Klar ist, dass auch die Arbeit für die Gastrobetreiber*innen nicht mehr dieselbe ist. Um das Bild der Lage noch etwas genauer abzubilden, hat Tize.ch den stellvertretenden Chef der Solothurner Barock Bar «Pädu» zur Situation befragt:

Pädu, wie war für dich die Situation im Lockdown?

«Nicht einfach», antwortet Pädu. «Wir mussten mit einem 80% Gehalt leben und auf das gesamte Trinkgeld verzichten, da gehen schon einige Tausend Franken flöhten.» Doch die Bars wurden erfinderisch. Um dem finanziellen Schaden etwas entgegenzuwirken, bot die Barock Bar einen Abhol- und Lieferservice von Cocktails an. «Das kam bei den «Mürligängern» sehr gut an, das Angebot wurde genutzt.»

Nach dem Lockdown wurden die Massnahmen relativ schnell wieder gelockert. Wie hast du die Stimmung bei den Gästen wahrgenommen?

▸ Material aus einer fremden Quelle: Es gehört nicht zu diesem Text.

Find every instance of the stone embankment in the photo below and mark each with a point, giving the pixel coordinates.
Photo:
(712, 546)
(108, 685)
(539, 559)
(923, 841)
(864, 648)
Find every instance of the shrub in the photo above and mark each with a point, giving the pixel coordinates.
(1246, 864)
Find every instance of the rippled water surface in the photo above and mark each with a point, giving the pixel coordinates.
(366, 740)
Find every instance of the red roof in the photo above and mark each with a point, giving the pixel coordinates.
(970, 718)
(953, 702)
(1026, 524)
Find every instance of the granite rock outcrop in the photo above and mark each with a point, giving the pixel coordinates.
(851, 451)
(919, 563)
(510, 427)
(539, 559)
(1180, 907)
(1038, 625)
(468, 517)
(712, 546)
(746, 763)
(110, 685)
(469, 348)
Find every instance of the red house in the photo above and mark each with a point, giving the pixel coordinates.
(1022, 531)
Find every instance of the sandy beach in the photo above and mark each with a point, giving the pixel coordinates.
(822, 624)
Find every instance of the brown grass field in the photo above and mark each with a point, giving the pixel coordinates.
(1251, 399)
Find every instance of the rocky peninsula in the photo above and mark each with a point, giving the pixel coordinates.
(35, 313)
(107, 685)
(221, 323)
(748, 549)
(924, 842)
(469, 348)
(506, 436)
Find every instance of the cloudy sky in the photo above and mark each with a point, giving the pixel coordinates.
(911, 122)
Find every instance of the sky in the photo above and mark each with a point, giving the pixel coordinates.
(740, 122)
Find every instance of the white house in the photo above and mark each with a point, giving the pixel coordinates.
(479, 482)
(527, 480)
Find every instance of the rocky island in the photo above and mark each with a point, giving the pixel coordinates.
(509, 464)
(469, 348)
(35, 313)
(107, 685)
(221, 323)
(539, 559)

Pädu nahm im Sommer eine gewisse «Corona-Müdigkeit» wahr. «Die Leute umarmten sich wieder und besuchten uns teilweise in Massen. Da die Fallzahlen niedriger waren, wurde die Pandemie lockerer genommen. Förderlich war das sicherlich nicht, das sehen wir ja jetzt im Winter an den plötzlich gestiegenen Corona-Fällen.» Trotzdem war Pädu froh, die Bar wieder öffnen zu können. «Wir haben bemerkt, wie sehr es die Gäste vermisst haben, am Mürli zu verweilen», fügt er an.

«Jetzt hingegen merkt man wieder, dass die Lage ernst ist. Die Besucherzahlen gehen Woche für Woche stark zurück, es wird eben auch kälter und die Lust, draussen zu sitzen, schwindet langsam.»

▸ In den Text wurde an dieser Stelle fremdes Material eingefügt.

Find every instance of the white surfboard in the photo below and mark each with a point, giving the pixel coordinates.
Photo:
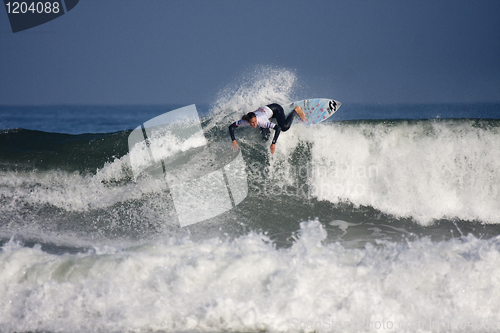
(316, 110)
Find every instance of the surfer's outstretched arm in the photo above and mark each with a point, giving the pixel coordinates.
(234, 146)
(277, 131)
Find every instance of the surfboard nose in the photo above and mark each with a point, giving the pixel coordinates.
(334, 105)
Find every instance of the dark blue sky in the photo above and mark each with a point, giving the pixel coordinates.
(185, 51)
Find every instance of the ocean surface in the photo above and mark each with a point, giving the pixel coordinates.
(386, 218)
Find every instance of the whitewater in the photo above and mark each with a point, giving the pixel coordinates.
(387, 223)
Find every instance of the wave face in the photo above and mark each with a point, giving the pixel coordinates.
(356, 223)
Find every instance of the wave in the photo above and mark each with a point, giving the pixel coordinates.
(248, 285)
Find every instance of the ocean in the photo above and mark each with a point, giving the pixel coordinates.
(385, 218)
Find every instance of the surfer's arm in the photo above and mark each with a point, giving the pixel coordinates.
(277, 131)
(234, 145)
(231, 131)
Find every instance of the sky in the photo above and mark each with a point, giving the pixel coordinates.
(145, 52)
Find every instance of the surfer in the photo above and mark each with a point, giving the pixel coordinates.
(261, 117)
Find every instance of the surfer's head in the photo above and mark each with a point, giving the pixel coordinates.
(250, 118)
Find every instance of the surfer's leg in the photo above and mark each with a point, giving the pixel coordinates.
(279, 115)
(266, 133)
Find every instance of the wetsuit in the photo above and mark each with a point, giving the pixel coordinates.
(264, 113)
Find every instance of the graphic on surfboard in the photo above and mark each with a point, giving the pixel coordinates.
(316, 110)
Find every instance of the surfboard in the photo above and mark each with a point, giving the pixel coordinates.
(316, 110)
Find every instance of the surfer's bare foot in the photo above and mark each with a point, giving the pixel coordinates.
(299, 111)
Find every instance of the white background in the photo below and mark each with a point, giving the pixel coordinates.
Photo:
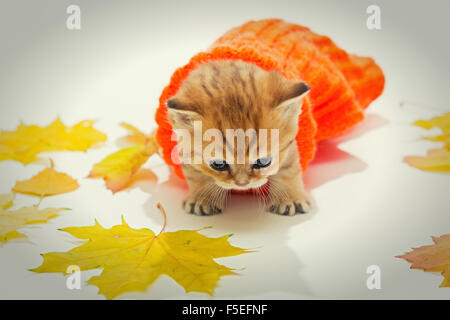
(370, 206)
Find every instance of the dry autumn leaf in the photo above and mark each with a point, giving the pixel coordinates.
(133, 259)
(135, 136)
(432, 258)
(118, 168)
(12, 220)
(436, 159)
(26, 142)
(47, 183)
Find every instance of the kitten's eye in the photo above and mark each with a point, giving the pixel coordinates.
(262, 163)
(219, 165)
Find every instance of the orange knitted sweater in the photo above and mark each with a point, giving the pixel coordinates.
(342, 85)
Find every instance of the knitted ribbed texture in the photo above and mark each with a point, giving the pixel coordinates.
(342, 85)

Wie prekär wäre die Situation für euch als Gastrounternehmen, wenn es zu einem zweiten Lockdown kommen würde?

«Dazu muss ich sagen, dass ich die Auflagen von der Seite des Chefs der Bar nicht kenne, sollte dieser Fall wieder eintreffen. Wir und andere Bars sind auf Kurzarbeit angemeldet. Die Situation ist momentan für alle im Gastrobereich sehr schwer einzuschätzen.»

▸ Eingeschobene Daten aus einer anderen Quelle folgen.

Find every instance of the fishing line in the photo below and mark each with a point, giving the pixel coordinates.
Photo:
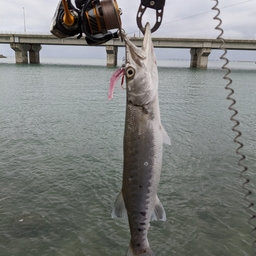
(233, 118)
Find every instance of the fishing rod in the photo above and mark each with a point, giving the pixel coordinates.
(95, 19)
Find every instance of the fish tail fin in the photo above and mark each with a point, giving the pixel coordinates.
(119, 210)
(148, 252)
(159, 212)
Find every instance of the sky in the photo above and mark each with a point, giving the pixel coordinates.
(182, 18)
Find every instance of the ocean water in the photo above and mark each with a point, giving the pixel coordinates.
(61, 160)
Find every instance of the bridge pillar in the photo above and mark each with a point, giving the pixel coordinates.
(111, 55)
(21, 52)
(199, 57)
(34, 53)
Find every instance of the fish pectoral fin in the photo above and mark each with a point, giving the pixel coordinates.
(119, 210)
(159, 212)
(166, 139)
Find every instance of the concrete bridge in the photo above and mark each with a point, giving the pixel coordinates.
(200, 48)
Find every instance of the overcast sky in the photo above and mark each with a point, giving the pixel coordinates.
(186, 18)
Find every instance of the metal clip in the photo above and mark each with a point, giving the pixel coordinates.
(158, 5)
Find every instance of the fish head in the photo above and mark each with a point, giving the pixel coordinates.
(141, 71)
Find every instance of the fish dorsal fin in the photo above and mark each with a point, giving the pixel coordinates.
(119, 210)
(166, 139)
(159, 212)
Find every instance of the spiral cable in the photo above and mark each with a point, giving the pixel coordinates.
(233, 118)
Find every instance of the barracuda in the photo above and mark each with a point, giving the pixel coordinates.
(144, 136)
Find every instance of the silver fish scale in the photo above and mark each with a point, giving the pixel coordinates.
(142, 168)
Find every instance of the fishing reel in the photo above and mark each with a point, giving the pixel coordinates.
(94, 18)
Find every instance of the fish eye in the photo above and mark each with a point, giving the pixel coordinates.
(130, 72)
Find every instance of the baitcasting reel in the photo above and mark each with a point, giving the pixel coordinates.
(94, 18)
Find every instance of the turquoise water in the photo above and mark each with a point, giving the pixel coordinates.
(61, 160)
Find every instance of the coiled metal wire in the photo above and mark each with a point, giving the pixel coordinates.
(233, 118)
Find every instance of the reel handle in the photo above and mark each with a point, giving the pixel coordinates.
(158, 6)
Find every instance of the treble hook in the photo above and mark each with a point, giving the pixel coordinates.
(158, 5)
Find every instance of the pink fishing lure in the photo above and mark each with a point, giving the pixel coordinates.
(113, 80)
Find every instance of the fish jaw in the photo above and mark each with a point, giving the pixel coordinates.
(141, 71)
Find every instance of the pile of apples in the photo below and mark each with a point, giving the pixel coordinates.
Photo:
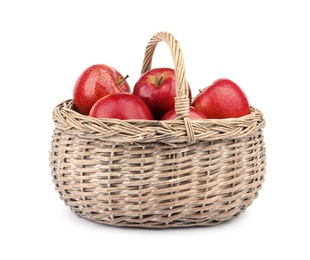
(102, 92)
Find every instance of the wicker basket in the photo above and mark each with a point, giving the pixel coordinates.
(158, 174)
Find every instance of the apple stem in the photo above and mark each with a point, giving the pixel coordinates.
(160, 80)
(126, 77)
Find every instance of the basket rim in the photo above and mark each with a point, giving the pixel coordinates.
(67, 119)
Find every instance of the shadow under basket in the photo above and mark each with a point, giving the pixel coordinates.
(157, 174)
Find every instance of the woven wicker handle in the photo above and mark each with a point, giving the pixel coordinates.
(182, 102)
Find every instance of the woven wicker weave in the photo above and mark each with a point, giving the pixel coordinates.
(158, 174)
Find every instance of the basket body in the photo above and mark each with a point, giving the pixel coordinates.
(147, 173)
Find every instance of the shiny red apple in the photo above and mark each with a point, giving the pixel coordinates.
(157, 87)
(95, 82)
(223, 99)
(193, 113)
(123, 106)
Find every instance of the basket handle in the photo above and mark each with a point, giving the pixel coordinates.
(182, 101)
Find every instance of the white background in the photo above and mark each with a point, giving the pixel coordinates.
(261, 45)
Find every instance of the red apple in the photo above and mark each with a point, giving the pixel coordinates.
(157, 87)
(122, 106)
(193, 113)
(95, 82)
(223, 99)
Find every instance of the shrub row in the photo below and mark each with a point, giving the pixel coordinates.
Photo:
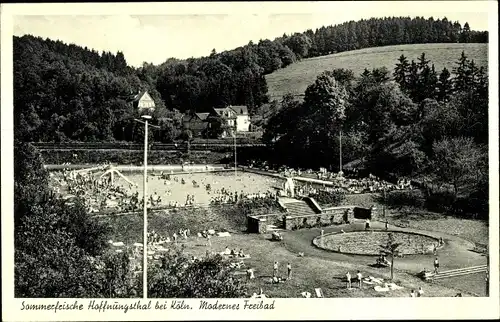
(443, 201)
(133, 157)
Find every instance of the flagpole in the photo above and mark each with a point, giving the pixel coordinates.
(340, 148)
(145, 218)
(235, 161)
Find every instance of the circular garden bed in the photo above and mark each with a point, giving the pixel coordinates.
(369, 242)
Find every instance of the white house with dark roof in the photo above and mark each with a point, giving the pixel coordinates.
(242, 118)
(196, 122)
(142, 100)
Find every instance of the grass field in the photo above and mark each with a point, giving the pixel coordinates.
(296, 77)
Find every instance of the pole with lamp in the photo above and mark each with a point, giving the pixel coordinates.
(235, 161)
(340, 152)
(145, 119)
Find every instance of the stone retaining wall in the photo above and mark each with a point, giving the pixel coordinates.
(258, 224)
(329, 216)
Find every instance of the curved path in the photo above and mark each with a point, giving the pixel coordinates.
(456, 253)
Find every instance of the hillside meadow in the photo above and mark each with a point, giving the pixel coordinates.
(296, 77)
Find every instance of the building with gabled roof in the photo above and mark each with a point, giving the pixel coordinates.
(195, 122)
(142, 100)
(242, 118)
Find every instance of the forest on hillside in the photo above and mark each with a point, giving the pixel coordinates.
(420, 123)
(68, 93)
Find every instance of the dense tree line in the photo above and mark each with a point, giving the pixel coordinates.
(377, 32)
(66, 92)
(417, 122)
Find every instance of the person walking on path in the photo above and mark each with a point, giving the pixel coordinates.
(436, 266)
(275, 269)
(360, 279)
(348, 280)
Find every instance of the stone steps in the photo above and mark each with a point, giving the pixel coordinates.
(460, 272)
(299, 208)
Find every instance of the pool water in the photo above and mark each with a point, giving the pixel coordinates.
(174, 190)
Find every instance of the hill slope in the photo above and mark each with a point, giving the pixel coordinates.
(296, 77)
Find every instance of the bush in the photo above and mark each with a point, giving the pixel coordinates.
(440, 200)
(328, 198)
(401, 198)
(179, 277)
(130, 157)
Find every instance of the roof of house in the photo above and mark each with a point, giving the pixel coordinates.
(239, 109)
(202, 116)
(220, 111)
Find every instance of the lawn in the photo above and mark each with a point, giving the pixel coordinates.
(296, 77)
(368, 243)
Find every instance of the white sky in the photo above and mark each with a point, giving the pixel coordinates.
(155, 32)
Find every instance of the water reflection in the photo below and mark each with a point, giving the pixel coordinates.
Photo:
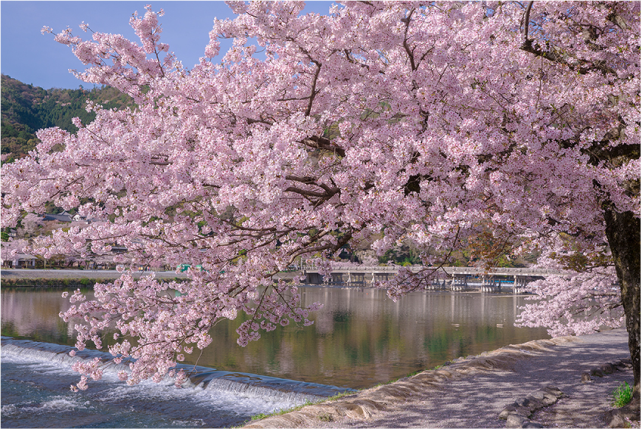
(359, 338)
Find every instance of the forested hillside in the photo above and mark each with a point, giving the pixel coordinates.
(24, 109)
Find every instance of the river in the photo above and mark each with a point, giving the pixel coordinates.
(359, 338)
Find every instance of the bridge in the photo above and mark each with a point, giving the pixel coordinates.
(495, 279)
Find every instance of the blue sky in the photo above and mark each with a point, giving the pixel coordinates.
(29, 56)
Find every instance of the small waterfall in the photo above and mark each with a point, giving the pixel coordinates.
(200, 378)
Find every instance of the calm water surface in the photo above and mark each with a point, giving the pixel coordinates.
(359, 338)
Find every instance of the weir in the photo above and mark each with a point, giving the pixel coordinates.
(290, 392)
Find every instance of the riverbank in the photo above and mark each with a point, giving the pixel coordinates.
(473, 392)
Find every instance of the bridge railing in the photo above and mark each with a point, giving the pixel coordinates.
(497, 271)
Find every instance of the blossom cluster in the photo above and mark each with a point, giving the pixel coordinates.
(382, 122)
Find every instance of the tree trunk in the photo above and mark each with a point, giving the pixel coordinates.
(624, 235)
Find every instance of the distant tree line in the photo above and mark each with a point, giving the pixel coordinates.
(25, 108)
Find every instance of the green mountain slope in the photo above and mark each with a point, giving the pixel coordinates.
(24, 109)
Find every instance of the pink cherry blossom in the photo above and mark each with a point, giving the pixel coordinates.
(381, 123)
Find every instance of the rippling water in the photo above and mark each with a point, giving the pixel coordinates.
(360, 338)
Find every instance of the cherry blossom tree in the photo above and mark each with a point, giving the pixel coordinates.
(385, 121)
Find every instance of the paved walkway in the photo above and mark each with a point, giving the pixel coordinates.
(472, 393)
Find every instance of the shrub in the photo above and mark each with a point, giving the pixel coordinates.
(622, 395)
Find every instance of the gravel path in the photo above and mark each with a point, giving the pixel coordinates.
(471, 393)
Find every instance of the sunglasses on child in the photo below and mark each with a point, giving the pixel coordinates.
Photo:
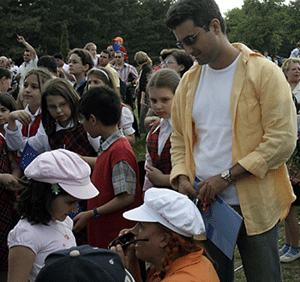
(188, 40)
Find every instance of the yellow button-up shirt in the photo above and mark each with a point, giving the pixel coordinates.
(264, 132)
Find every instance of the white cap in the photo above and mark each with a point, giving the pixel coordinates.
(171, 209)
(66, 169)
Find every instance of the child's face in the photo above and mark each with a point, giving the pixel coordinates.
(4, 113)
(94, 81)
(59, 109)
(31, 92)
(5, 83)
(75, 65)
(63, 205)
(161, 101)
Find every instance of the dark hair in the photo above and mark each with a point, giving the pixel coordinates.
(63, 88)
(58, 56)
(201, 12)
(84, 55)
(181, 57)
(106, 52)
(35, 201)
(48, 62)
(42, 75)
(5, 73)
(103, 103)
(8, 102)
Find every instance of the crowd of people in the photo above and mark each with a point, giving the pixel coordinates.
(210, 110)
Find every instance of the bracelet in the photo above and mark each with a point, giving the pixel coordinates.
(96, 214)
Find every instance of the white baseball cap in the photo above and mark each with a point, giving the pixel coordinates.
(171, 209)
(66, 169)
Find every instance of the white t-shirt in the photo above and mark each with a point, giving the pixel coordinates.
(42, 239)
(25, 68)
(165, 130)
(126, 121)
(212, 116)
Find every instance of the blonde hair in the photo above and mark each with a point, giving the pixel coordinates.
(105, 75)
(142, 57)
(42, 74)
(164, 78)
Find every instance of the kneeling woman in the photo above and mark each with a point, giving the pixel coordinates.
(163, 236)
(57, 180)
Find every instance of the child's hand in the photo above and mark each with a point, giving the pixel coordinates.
(81, 220)
(20, 39)
(21, 116)
(155, 176)
(10, 182)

Pädu befürchtet aber, dass in Solothurn bei einem zweiten Lockdown einige Barbetriebe für immer ihre Türen schliessen müssten. «Das ist so meine Befürchtung. Trotzdem gilt es aber jeden Tag die positiven Seiten zu sehen und den Bedürfnissen der Kundschaft so gut es geht nachzukommen», merkt Pädu lächelnd an. «Zusammen schaffen wir das.»

Das Bundesamt für Gesundheit meldete übers Wochenende mehr als 8000 Neuinfektionen mit dem Coronavirus. Nach dem SRF ist der Trend derzeit mit -15% rückläufig.


Tize Redakteur Cyrill Pürro dankt allen Befragten für ihre Einschätzung der Lage und wünscht vor allem den Gastrobetreiber*innen alles Gute für die Zukunft.